7. Going back to the nature of AI, is it a tool or decision logic? What do you do with AI?
The process of human receiving information can be divided into the following stages:
Perception: Perception means that we receive external information through sensory organs, including vision, hearing, touch, taste and smell. Perception process is based on the interaction between sensory organs and external stimuli, which transforms external information into neural signals and transmits them to the brain.
Attention: Attention refers to the process of selecting and processing the perceived information. Because of the diversity and complexity of external information, we can’t handle all the information at the same time, so we need to filter out important information and deal with it through attention.

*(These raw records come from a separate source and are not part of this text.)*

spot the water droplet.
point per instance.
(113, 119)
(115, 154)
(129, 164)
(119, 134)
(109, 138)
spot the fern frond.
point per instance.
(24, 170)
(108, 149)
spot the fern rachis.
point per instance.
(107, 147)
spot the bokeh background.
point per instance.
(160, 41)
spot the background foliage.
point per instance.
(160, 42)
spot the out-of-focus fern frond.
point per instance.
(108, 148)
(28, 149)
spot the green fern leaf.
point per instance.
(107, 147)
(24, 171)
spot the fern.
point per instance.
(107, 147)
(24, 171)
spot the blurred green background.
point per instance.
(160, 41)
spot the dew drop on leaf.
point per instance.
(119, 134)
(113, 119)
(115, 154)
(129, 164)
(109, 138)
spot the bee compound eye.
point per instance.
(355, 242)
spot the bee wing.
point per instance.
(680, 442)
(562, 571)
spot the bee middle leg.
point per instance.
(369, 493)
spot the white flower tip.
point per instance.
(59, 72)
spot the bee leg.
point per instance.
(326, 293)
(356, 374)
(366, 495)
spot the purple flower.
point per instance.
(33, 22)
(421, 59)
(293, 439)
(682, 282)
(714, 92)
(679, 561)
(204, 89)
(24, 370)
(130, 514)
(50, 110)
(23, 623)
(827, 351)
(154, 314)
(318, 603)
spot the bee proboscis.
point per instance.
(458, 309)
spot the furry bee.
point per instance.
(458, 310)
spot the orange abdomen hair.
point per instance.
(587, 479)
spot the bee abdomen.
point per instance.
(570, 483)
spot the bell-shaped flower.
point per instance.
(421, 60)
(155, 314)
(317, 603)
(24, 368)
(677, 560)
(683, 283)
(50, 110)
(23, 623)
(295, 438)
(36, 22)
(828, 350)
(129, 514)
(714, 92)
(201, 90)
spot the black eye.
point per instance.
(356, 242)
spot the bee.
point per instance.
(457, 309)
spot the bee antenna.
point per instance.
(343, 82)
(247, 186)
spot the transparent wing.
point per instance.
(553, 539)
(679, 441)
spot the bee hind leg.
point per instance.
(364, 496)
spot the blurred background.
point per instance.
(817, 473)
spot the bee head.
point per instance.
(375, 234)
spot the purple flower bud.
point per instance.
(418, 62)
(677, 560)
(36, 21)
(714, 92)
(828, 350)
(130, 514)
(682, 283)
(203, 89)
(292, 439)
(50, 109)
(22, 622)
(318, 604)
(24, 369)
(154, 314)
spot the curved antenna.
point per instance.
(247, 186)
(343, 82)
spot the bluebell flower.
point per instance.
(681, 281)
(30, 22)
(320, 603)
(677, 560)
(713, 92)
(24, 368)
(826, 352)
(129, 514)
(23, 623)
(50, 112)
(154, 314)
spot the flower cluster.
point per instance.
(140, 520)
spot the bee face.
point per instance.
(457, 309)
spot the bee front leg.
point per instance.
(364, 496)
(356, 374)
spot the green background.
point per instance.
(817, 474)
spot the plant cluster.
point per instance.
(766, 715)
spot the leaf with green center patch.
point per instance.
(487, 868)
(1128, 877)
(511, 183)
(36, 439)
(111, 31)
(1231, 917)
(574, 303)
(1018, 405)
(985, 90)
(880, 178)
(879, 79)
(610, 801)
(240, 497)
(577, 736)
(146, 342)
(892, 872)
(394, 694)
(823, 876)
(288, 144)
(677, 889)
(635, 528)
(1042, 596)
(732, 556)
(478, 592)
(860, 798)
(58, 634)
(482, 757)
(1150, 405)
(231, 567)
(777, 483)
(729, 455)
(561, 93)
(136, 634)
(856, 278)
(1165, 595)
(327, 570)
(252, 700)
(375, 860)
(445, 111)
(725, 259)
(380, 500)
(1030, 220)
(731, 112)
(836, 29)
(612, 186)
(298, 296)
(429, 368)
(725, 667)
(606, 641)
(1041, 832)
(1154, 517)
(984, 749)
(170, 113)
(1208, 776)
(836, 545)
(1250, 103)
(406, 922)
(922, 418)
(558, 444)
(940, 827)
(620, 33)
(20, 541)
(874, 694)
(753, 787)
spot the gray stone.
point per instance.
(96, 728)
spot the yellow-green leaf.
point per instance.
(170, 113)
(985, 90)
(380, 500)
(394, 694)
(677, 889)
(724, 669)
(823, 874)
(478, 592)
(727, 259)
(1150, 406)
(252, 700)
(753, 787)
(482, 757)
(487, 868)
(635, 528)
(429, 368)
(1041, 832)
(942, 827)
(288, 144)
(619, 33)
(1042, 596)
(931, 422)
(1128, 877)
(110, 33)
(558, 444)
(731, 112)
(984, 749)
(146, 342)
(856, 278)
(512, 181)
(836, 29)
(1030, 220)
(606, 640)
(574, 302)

Understanding: Understanding refers to the process of interpreting and understanding the information we receive. This process needs to rely on our knowledge, experience and language ability to connect and integrate the perceived information with the existing knowledge, thus forming new cognition and understanding.
Memory: Memory refers to the process of storing and processing the received information. Memory can be divided into short-term memory and long-term memory. The former is the ability to temporarily store information for processing, while the latter is the ability to permanently store information in the brain.
Judgment: Judgment refers to the process of evaluating and judging the information we receive. This process needs to rely on our values, beliefs and cognitive abilities, and compare and evaluate information with our existing cognitive and value systems, thus forming our attitudes and views on information.
Action: Action refers to the process of making decisions and taking actions according to the information we receive. This process needs to rely on our willpower, decision-making ability and action ability, and turn our understanding and judgment of information into actual actions and decisions.
What is the purpose of obtaining information with AI? To what stage can AI replace you?